MOORESBURG — Christmas Eve is a big celebration in Honduras with lots of firecrackers sounding and dancing, Gladys Seymour told Spanish students at Liberty-Valley Intermediate School.
Speaking to Tina Bartholomew’s fifth-grade class, she said Christmas, or La Navidad, remains her favorite time of year.
After moving to the United States on Christmas Eve, she said it was very hard. She and her husband arrived that evening at the home of her brother-in-law and his wife, ate dinner and went to bed. “Christmas Eve is the best day of the year. There were no firecrackers. The next morning, it was a big thing here,” she said of Christmas.
She said their four children, who are students in the Danville district, love to spend Christmas Eve in Honduras. “They all understand Spanish,” Bartholomew said of her children.
Seymour said she was 29 when she and her husband moved to the U.S. They first lived in North Carolina, then Florida and later Louisiana before her husband’s job brought them to the Danville area four years ago.
She said she never saw snow growing up so they would put cotton on Christmas trees to represent snow.
Sometimes it gets to be 70 to 80 degrees In Honduras, adding that was considered cold for her native country.
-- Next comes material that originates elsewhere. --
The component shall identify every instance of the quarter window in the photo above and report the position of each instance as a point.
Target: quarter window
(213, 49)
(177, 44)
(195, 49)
People wear boots and hats, she said.
Bartholomew told the students it is wonderful for them to be able to compare the culture of Honduras with that of the U.S.
Hispanic Heritage Month will be celebrated from Sept. 15 through Oct. 15. The date of Sept. 15 marks when most Central American countries became free, she said.
Bartholomew said Spanish clubs have been formed for third, fourth and fifth grades at Liberty-Valley and for second-graders at the Danville Primary School. They meet before classes begin.